Be careful what you wish for. There are vendors that care; but the ones that don’t can ship some amazing linux-based horrors. Kernel a zillion versions old based on the atrocious BSP from whatever SoC vendor was cheapest at the time? Check. Bunch of binary blobs so that even a fairly skilled linux wrangler couldn’t do much about this? Check. Basically all functions implemented either as ghastly CGI scripts on an ancient and known-vulnerable http server running as root; or a giant all-in-one blob(running as root, with one or more wildly insecure excuses for management or debug interfaces listening on random high number ports)? Oh hell yeah.

Really, once your vendor doesn’t give a damn not much will save you.
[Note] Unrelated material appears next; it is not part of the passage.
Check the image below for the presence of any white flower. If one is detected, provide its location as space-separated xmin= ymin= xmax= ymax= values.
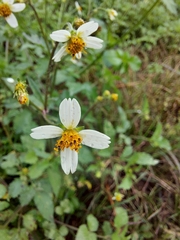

Best case, in a situation where some degree of modularity is practical(as in this case, it would appear that the access-control GUI, the various sized cabinets, and probably the backend authentication and inventory system are logically separate systems, in order to allow various cabinet configurations and presumably integrated management of one or more supply rooms in a hospital facility) is that the interfaces between the modules are sufficiently standard (or nonstandard-but-well-understood-and-available-from-more-than-one-vendor quasi-standards) that you can rip out part of the system without having to throw away the whole thing.

Even if the software doesn’t rot, parts and maintenance for an EOLed product will dry up eventually; and there is precious little software in commercial service that is actually so flawless that it won’t need fixes.

(Apropos of the Linux thing specifically, I dealt with a bunch of HP thin clients at work at one point: HP, a company with its own UNIX line and pretensions to being an enterprise software and services provider, had taken fairly normal x86 Debian, albeit an older version, and brutalized it “What? Why shouldn’t the UI for establishing an RDP/ICA/X11 run as root?” until it was nearly unrecognizable. I spent ~18 months trying to find someone at HP who wouldn’t just transfer me to tier 1 tech support when I tried to report the pitiful little proof of concept attacks that were so obvious I could find them; and eventually just gave up. Happy times.)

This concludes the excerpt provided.